Delia reached up to touch a scarlet panel on the tail of a Chinese dragon. “I would give my eyeteeth to fly this dragon kite.”
Finn flashed her a smile. “Keep your teeth. I’ll let you fly it for free.”
“Right now?”
“Right now.” The sleet had stopped, but it was still breezy. It had been more than ten years since they’d flown a kite together. Would it be possible to recapture the magic? He reached up to detach the dragon kite from the hook in the ceiling.
Delia shrugged back into her coat and, to his delight, wrapped his white silk scarf back around her neck. He liked the look of it on her. Anyone who knew what that scarf meant to him would see it as a sign that he wanted her for keeps.
The beach behind the shop was perfect for flying kites. Everywhere on the cape had good wind, but Finn and some of the locals had cleared the rocks from this stretch of beach so that kite flyers could run with abandon.
The sand churned beneath his feet as they trudged closer to the water. Gray clouds hung low in the sky, and the distant call of a lone sea gull sounded morose.
“I know it doesn’t look like much now, but in the summer this place is wonderful,” he said. “That’s the thing about life. There are bleak, barren seasons, but then the sun comes out and the world shifts. The days lengthen, and the sunsets are amazing. I wish I could show you this place in June.”
“Stop,” Delia said. “I already love it.”
“Do you?
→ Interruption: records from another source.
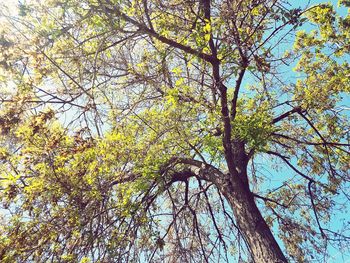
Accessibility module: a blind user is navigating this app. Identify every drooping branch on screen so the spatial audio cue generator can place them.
[97,0,214,63]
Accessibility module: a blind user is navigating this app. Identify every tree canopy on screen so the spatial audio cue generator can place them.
[0,0,350,263]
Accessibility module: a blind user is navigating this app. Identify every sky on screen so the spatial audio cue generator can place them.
[0,0,350,263]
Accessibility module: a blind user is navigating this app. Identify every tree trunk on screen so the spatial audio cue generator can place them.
[219,174,287,263]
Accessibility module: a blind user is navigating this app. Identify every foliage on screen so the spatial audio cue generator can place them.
[0,0,350,263]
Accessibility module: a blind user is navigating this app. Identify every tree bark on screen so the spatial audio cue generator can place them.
[218,173,287,263]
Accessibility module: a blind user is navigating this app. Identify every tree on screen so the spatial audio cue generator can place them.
[0,0,350,262]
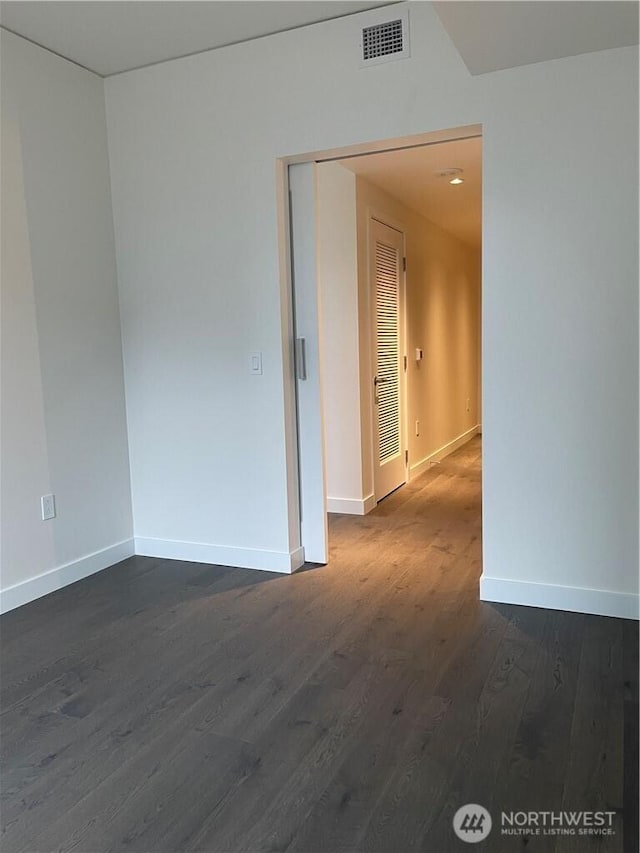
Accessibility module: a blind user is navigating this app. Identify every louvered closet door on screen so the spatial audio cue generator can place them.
[369,219,407,500]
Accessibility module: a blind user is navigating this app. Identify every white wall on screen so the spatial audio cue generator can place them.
[316,163,368,514]
[106,3,638,609]
[1,31,132,609]
[356,176,481,490]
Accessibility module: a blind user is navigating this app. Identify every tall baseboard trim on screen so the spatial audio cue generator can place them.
[327,495,376,515]
[0,539,134,613]
[409,424,482,480]
[135,536,304,574]
[480,575,639,619]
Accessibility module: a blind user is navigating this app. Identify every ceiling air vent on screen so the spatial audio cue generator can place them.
[360,9,409,68]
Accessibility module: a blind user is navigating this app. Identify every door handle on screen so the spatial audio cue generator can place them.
[296,338,307,381]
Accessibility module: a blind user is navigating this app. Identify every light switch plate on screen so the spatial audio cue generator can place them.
[249,352,262,376]
[40,495,56,521]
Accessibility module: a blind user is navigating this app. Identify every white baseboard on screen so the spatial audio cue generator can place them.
[480,575,639,619]
[409,424,482,480]
[0,539,134,613]
[327,495,376,515]
[135,536,304,574]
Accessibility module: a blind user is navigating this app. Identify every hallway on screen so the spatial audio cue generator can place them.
[2,438,637,853]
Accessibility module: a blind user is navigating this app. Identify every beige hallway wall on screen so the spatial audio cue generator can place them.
[356,176,481,494]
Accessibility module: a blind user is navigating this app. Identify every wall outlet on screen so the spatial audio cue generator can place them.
[40,495,56,521]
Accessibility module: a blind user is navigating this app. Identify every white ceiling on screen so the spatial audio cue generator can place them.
[433,0,638,74]
[0,0,638,76]
[339,137,482,248]
[0,0,390,77]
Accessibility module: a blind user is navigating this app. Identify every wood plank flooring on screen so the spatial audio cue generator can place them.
[0,439,638,853]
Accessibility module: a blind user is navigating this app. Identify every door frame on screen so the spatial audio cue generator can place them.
[366,205,409,503]
[275,124,484,572]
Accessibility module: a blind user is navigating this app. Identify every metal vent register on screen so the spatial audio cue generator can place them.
[362,18,404,62]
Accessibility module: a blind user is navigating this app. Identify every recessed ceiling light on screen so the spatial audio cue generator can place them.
[434,166,462,179]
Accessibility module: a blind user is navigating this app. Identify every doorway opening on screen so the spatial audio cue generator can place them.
[282,128,482,563]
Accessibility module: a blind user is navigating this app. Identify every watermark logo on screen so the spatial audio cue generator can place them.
[453,803,491,844]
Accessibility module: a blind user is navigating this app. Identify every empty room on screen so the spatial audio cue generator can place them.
[0,0,640,853]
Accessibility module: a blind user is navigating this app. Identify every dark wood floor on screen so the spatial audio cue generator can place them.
[1,439,637,853]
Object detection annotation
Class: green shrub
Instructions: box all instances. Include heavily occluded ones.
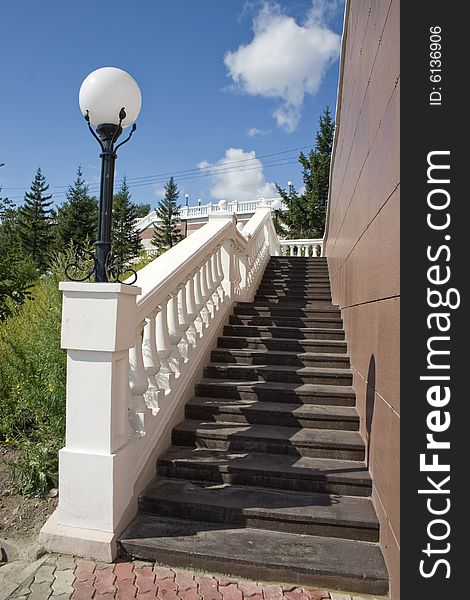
[0,247,157,496]
[0,250,72,496]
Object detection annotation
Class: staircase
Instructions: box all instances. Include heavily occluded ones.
[120,257,388,594]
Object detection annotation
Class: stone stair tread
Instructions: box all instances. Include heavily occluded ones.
[219,338,346,352]
[213,346,349,360]
[206,360,352,376]
[173,419,364,449]
[186,396,359,421]
[234,315,343,322]
[121,514,388,593]
[158,446,371,485]
[140,477,379,529]
[199,380,354,397]
[224,326,344,339]
[236,302,341,314]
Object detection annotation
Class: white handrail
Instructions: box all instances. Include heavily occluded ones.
[41,202,280,560]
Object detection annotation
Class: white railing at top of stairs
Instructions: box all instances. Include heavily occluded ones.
[41,205,280,560]
[134,198,287,231]
[279,238,324,256]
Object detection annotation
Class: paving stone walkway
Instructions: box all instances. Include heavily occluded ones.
[0,555,378,600]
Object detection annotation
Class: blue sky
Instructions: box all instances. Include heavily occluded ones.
[0,0,344,207]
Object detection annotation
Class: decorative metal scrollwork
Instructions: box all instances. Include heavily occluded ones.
[65,246,137,285]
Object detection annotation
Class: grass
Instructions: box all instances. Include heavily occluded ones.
[0,255,67,496]
[0,248,158,497]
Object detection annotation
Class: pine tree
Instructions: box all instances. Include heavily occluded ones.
[152,177,183,252]
[0,188,38,321]
[276,107,335,239]
[136,204,152,219]
[18,167,53,273]
[112,177,142,266]
[56,167,98,251]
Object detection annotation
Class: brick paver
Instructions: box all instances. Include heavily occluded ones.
[2,555,390,600]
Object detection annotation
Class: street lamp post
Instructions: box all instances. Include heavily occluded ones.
[66,67,142,283]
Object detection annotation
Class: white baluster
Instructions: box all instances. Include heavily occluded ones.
[194,267,206,335]
[199,262,211,325]
[207,253,220,311]
[204,254,215,319]
[168,290,184,377]
[186,271,199,348]
[216,246,225,300]
[142,308,161,415]
[178,282,190,363]
[156,298,175,392]
[129,321,148,437]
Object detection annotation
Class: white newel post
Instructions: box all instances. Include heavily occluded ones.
[50,282,140,547]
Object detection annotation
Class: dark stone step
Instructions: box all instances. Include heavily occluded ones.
[157,446,372,496]
[229,315,343,329]
[259,277,330,290]
[217,335,347,354]
[120,515,388,594]
[254,289,331,303]
[139,478,379,542]
[185,396,359,431]
[204,363,352,385]
[224,326,345,340]
[211,348,350,369]
[195,379,356,406]
[233,302,341,319]
[172,419,365,460]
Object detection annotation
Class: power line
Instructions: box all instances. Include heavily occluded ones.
[4,144,313,199]
[6,159,297,201]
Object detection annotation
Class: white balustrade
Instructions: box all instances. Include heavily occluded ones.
[279,238,323,256]
[41,203,280,560]
[134,198,287,231]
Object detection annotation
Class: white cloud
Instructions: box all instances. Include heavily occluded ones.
[246,127,271,137]
[197,148,277,201]
[152,183,165,200]
[224,0,340,131]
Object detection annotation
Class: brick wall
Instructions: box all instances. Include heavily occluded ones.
[326,0,400,600]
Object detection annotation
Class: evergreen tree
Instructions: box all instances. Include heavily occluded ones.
[56,167,98,251]
[276,107,335,239]
[112,177,142,265]
[18,168,53,273]
[152,177,183,252]
[136,204,152,219]
[0,188,37,321]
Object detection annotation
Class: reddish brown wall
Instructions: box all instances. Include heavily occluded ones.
[326,0,400,600]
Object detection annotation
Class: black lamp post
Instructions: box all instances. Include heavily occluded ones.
[65,67,142,283]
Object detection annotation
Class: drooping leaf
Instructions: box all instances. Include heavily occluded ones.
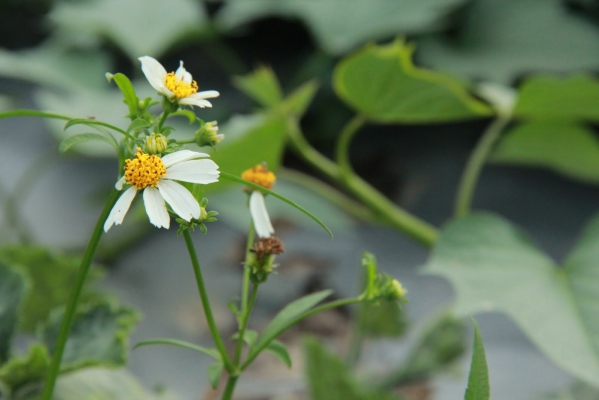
[0,344,50,393]
[0,246,101,332]
[333,40,491,123]
[464,318,491,400]
[216,0,466,55]
[42,302,139,370]
[233,67,283,108]
[49,0,207,60]
[418,0,599,84]
[248,290,332,358]
[133,339,222,361]
[426,214,599,386]
[490,122,599,184]
[0,258,27,365]
[266,340,291,368]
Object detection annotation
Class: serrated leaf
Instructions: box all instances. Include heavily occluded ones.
[0,344,50,393]
[0,246,102,332]
[426,214,599,386]
[248,290,332,358]
[265,340,291,369]
[208,362,223,390]
[133,339,222,361]
[41,302,139,371]
[0,259,27,365]
[58,132,117,153]
[490,122,599,184]
[233,66,283,108]
[333,40,491,123]
[464,318,491,400]
[109,73,139,119]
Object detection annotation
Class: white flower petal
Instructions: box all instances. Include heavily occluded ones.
[104,186,137,232]
[162,150,210,168]
[165,158,219,185]
[250,190,275,238]
[144,186,171,229]
[114,175,125,190]
[138,56,173,97]
[158,180,200,221]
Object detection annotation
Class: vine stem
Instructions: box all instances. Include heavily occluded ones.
[183,229,235,375]
[41,189,120,400]
[287,117,439,247]
[454,115,510,217]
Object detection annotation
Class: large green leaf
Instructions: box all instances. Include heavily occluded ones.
[514,75,599,122]
[464,318,491,400]
[42,302,139,370]
[333,40,490,123]
[490,122,599,183]
[418,0,599,84]
[49,0,207,60]
[426,214,599,386]
[0,246,101,332]
[216,0,467,55]
[0,259,26,365]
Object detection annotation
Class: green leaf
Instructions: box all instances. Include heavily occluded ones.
[464,318,491,400]
[58,133,118,153]
[490,122,599,184]
[283,80,319,117]
[0,246,102,332]
[220,171,333,237]
[106,73,139,119]
[0,344,50,392]
[133,339,222,361]
[216,0,466,55]
[248,290,332,358]
[426,214,599,386]
[265,340,291,369]
[208,362,223,390]
[233,66,283,108]
[514,75,599,122]
[42,302,139,371]
[49,0,208,60]
[418,0,599,84]
[0,259,27,365]
[333,40,491,123]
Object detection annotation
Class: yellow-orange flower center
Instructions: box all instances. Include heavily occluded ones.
[125,147,166,190]
[241,164,277,189]
[164,72,198,100]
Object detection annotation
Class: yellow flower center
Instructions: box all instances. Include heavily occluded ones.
[164,72,198,100]
[125,147,166,190]
[241,164,277,189]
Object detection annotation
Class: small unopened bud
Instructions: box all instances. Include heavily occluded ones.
[195,121,225,147]
[146,133,168,154]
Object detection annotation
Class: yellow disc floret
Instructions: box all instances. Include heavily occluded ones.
[164,72,198,100]
[125,147,166,190]
[241,164,277,189]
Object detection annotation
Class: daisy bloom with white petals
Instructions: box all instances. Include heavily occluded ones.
[139,56,219,108]
[104,148,219,232]
[241,164,277,238]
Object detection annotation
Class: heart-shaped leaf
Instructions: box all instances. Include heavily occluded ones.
[426,214,599,386]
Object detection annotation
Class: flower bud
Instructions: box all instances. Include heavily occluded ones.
[195,121,225,147]
[146,133,168,154]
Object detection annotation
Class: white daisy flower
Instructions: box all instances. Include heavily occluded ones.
[104,148,219,232]
[241,164,276,238]
[138,56,219,108]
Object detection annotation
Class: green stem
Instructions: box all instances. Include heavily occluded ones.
[335,114,366,176]
[454,115,510,217]
[42,189,120,400]
[238,297,363,370]
[287,117,439,247]
[183,229,235,374]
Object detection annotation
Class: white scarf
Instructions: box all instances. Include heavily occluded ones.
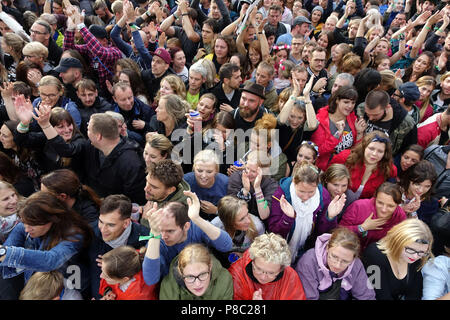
[105,223,132,249]
[289,183,320,262]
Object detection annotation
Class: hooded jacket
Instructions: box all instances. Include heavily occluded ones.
[357,98,417,156]
[311,106,358,171]
[295,233,375,300]
[339,198,406,252]
[228,250,306,300]
[159,255,233,300]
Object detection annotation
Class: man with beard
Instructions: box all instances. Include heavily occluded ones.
[231,82,269,131]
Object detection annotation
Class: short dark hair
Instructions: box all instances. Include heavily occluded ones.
[365,89,390,110]
[328,86,358,114]
[219,62,240,82]
[148,159,183,188]
[100,194,132,220]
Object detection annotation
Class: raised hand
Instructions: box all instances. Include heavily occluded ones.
[280,194,295,218]
[14,94,34,125]
[328,193,347,219]
[33,104,52,128]
[361,212,387,231]
[183,191,200,220]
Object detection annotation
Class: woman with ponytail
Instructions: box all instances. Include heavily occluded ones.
[41,169,101,225]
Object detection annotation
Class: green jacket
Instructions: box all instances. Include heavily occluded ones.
[159,255,234,300]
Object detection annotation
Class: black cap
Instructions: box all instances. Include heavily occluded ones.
[89,24,108,39]
[54,58,83,72]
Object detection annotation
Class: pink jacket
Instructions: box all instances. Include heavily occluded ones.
[339,198,406,252]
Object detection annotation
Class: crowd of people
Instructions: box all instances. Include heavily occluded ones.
[0,0,450,300]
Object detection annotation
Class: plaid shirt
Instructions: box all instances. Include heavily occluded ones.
[63,27,122,88]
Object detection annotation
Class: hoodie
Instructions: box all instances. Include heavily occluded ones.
[295,233,375,300]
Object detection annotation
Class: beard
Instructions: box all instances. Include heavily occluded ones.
[239,106,259,119]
Because you’re the person I always wished was with me on those long summer nights. I never stopped hoping that someday you and I could live here together. Raise kids here.” He turned to point to the back of his shop. “You see those windows on the second floor? That’s where I live. It’s big enough for the two of us. I don’t know if it’s too late for us.”
The wind tousled her hair as she hugged herself. Delia always struggled with change, and moving out here would be unlike hernormal, dependable life in New York City. The roar of the ocean and hiss of waves rushing ashore made it hard to hear, but finally she spoke.
“It’s a big step,” she said. “I need a little more time to be sure.”
“I can give you time,” he said. Her answer wasn’t exactly what he wanted to hear, but it was good enough for now.
He handed her the kite, and the wind practically tugged it from her hands, sending it toward the sky. The multicolored dragon twisted and curled above them, its tail thrashing in the stiff breeze. He’d forgotten the beauty of Delia’s laughter as it carried on the wind.
He held her the entire train ride back to Camp Mills. It had been a perfect day. They’d endured miserable weather, bad food, frozen feet and noses, and had gained only a piddly donation, but it didn’t matter. It was the gift of being with Delia that had made it perfect.